I love a challenge, almost to a fault, goading myself that fear is only a lack of control, right? I never rode Divertimento chasing goals, but a world ranking and some nice achievements were side effects of working on my tests. He was older when I acquired him, and I just wanted to ride Grand Prix at a higher level in the CDIs, including qualifying for the Special and Friday Night Lights Freestyles so I could develop those skills. If there was one thing I did right, it was doing all of it, facing fear and fumbling forwards.

In retrospect, there is so much I would change about how I managed life around trying to compete. Often, I had no choice but to be awake for over 20 hours straight, coming straight from an overnight shift at the hospital, to the show barn, changing clothes and going promptly into a 3*, before trying to catch a few hours of sleep (if possible) before another overnight. I was often nauseous with fatigue. Everything I was trying to balance started to shift. 

I love what I do as a physician, but I was becoming unrecognizable. The decision to leave my hospital position should have come sooner, because I knew I could not sacrifice riding any further, I needed it too much. What I learned from that time in my life, and what I recommend to other hardworking amateurs, is to check in with yourself all the time. I evaluate if I am happy, and healthy, and thriving. If not, it is time to step back and make a change that allows all the good energy to return. When I thrive, my horses thrive, too. Today I work from home and manage the horses myself, and balance is restored.

Heather and Emerson in the Grand Prix

I have asked myself if training and competing is too much of a selfish pursuit. But it is what allows me to show up at my job and give 100% every day. Even if I feel like I have been hounded all day by emergencies and questions, it is a blessing to be needed and valuable. And the only reason I am able to be completely there for everyone is that my mind has been in a meditative space of quietude, listening to horses each day like a practice. 

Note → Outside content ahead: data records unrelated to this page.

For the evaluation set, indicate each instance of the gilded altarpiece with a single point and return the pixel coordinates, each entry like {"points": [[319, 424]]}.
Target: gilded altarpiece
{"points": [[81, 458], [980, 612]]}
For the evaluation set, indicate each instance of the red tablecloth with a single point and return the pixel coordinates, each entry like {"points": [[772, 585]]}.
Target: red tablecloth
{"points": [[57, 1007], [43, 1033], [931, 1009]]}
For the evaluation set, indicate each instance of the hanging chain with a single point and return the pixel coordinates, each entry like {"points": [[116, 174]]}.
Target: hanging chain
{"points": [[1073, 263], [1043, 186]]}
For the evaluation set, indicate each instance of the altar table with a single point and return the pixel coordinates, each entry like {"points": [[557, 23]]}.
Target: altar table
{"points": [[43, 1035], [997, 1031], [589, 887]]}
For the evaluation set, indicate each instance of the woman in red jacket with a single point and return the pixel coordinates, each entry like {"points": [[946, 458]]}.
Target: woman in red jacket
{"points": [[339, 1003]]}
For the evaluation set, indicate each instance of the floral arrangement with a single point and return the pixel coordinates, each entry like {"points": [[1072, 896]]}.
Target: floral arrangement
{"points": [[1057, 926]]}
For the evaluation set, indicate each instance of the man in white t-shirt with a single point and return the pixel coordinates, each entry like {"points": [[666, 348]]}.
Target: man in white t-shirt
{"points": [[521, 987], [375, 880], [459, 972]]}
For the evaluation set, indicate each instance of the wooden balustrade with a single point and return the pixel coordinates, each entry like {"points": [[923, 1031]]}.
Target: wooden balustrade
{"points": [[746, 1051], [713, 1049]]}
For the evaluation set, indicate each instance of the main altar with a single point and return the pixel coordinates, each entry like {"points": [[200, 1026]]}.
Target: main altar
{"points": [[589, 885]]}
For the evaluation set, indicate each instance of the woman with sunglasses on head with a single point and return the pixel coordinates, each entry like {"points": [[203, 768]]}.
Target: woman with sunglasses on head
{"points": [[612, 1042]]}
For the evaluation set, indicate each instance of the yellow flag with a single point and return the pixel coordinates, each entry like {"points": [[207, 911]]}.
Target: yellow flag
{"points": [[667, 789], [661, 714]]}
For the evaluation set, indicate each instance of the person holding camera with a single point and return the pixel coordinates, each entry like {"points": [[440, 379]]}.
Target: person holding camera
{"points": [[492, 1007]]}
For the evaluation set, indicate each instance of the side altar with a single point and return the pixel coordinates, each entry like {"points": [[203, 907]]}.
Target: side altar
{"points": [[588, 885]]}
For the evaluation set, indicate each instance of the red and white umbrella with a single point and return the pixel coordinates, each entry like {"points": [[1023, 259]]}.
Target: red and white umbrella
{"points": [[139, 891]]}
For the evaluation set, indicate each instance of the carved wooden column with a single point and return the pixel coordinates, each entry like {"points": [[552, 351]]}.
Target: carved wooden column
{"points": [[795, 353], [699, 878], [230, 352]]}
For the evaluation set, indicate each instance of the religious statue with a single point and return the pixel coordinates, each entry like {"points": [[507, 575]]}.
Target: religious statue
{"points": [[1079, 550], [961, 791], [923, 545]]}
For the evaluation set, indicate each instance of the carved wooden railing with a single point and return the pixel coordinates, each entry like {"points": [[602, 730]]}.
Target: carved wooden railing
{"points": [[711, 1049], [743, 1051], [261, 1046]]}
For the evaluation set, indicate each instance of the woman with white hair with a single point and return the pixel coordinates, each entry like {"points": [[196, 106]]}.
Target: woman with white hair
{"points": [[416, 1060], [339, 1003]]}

There is so much to learn, and what you learn after you think you know a lot is where it really starts to count. This is true for both medicine and riding.

It has been difficult to write an essay about what horses mean to me because, in my mind, they are a wordless place of emotion and safety. I train at my tranquil fairytale farm, Three Bays Farm, where two lumps of potential have become Grand Prix competitors, and a third is competing at the small tour level this year. Dressage with my horses fills that Grace-shaped hole in my soul; It is grounding, keeping me happily barn-tired, all of us fumbling forwards together. And I wouldn’t have it any other way.